Nella sostanza viene modificato l’articolo 117 della Costituzione con l’eliminazione di tutta la legislazione cd concorrente, cioè quelle materie nelle quali, secondo la vecchia versione, Stato e Regioni potevano legiferare in modo indipendente, essendo le materie in oggetto materia per entrambi.
Diceva infatti il vecchio articolo 117: “Nella materia di legislazione concorrente spetta alle Regioni la potestà legislativa, salvo che per la determinazione dei principi fondamentali, riservata alla legislazione dello Stato”.

Questo naturalmente con tutti i raccordi possibili fra Stato e Regioni che con gli anni sono stati messi in essere, si veda ad esempio la Conferenza Stato Regioni in materia di materia sanitaria , cercando di non fare nascere conflitti inutili fra i diversi organismi istituzionali.
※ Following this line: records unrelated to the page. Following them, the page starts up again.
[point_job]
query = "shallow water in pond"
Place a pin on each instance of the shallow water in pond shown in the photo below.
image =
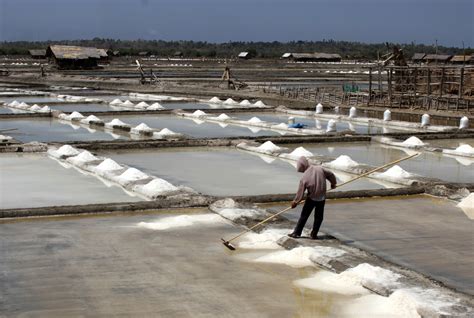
(318, 123)
(194, 128)
(428, 164)
(48, 129)
(224, 171)
(35, 180)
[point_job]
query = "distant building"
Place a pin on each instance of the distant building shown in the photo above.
(462, 59)
(75, 57)
(312, 57)
(418, 58)
(244, 55)
(38, 54)
(436, 58)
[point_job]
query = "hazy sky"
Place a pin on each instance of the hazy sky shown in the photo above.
(421, 21)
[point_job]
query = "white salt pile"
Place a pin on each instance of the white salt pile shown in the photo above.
(215, 100)
(245, 102)
(108, 165)
(199, 113)
(45, 109)
(301, 152)
(269, 146)
(254, 120)
(35, 108)
(465, 149)
(234, 214)
(91, 118)
(264, 240)
(413, 142)
(74, 116)
(155, 187)
(467, 205)
(142, 105)
(116, 102)
(222, 117)
(130, 175)
(297, 257)
(116, 122)
(64, 151)
(140, 129)
(396, 172)
(82, 158)
(173, 222)
(343, 161)
(230, 101)
(155, 106)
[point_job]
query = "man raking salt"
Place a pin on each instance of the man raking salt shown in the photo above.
(314, 182)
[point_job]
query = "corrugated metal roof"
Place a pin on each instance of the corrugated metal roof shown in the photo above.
(76, 52)
(418, 56)
(436, 57)
(461, 58)
(38, 52)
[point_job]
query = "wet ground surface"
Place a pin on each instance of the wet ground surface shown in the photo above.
(428, 164)
(426, 234)
(318, 123)
(223, 171)
(109, 266)
(48, 130)
(194, 128)
(35, 180)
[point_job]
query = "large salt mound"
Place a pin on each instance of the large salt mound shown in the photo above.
(343, 161)
(301, 152)
(108, 165)
(254, 120)
(155, 188)
(142, 105)
(245, 102)
(91, 118)
(116, 102)
(465, 149)
(222, 117)
(269, 146)
(199, 113)
(467, 205)
(215, 100)
(396, 172)
(173, 222)
(82, 158)
(155, 106)
(131, 175)
(116, 122)
(413, 142)
(230, 101)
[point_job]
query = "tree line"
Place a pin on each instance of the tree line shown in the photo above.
(348, 50)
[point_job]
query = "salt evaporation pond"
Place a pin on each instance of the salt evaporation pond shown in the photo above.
(48, 129)
(194, 128)
(35, 180)
(118, 268)
(70, 107)
(223, 171)
(31, 99)
(319, 123)
(428, 164)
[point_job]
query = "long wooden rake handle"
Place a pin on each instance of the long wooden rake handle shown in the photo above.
(340, 185)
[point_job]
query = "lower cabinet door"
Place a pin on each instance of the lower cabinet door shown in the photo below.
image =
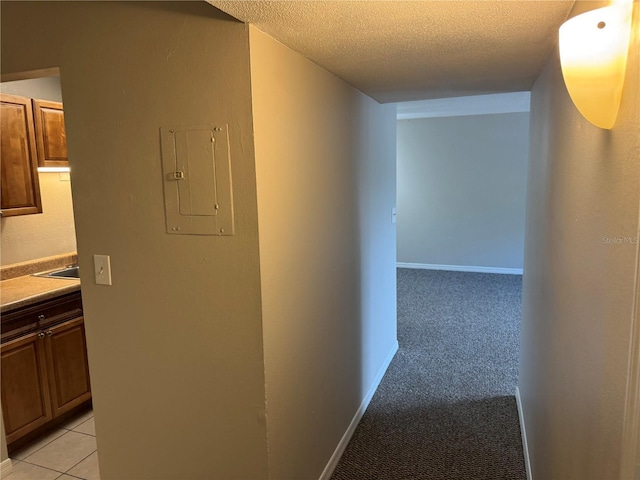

Ciononostante, nel corso degli anni (ricordiamo che la precedente riforma costituzionale del 2001 era proprio quella che attribuiva più potere agli organismi regionali) si è accumulata una massa importante di contenziosi fra Stato e le 21 Regioni, con un enorme lavoro per la Corte Costituzionale , che i contenziosi deve poi dirimere.

L’attuale Legge di Riforma Costituzionale come si diceva abroga definitivamente dall’articolo 117 la Legislazione concorrente, attribuendo allo Stato le “Disposizioni generali e comuni per la tutela della salute, per le politiche sociali e per la sicurezza alimentare” e alle Regioni “ la potestà legislativa “di programmazione e organizzazione dei servizi sanitari e sociali”.
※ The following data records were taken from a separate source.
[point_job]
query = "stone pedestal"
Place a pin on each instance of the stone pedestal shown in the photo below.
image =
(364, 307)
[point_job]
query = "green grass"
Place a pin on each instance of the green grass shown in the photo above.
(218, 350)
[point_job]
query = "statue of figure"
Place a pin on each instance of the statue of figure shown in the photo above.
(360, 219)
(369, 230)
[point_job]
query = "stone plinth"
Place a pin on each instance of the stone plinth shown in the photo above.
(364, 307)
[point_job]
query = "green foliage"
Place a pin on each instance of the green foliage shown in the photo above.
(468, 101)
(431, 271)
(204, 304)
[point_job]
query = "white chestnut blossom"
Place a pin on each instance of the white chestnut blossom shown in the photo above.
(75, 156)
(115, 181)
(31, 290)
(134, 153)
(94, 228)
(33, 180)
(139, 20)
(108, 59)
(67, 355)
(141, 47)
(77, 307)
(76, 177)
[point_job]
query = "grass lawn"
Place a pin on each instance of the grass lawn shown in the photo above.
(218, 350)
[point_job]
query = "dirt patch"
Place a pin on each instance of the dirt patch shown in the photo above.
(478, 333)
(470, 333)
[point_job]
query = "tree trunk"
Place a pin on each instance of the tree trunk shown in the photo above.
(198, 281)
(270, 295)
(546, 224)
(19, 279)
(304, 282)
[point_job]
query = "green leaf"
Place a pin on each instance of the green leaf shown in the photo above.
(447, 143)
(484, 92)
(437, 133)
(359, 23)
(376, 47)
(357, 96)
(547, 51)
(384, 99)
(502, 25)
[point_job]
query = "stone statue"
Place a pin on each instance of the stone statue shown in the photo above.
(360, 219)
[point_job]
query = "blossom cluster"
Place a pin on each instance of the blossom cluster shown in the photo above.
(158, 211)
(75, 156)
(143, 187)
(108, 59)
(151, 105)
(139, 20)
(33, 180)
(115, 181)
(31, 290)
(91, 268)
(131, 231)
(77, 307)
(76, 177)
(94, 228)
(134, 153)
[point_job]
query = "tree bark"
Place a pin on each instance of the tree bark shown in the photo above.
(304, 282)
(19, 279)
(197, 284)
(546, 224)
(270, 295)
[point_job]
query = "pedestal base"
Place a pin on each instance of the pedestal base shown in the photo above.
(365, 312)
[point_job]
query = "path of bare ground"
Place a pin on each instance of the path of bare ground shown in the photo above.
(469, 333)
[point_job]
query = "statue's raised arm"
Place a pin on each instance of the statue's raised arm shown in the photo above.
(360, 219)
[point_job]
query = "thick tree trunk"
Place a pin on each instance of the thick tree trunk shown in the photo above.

Viene però introdotta la clausola che “su proposta del Governo, la Legge dello Stato può intervenire in materie non riservate alla legislazione esclusiva quando lo richieda la tutela dell’unità giuridica o economica della Repubblica, ovvero la tutela dell’interesse nazionale”: è  conosciuta come clausola di supremazia o clausola di unità nazionale.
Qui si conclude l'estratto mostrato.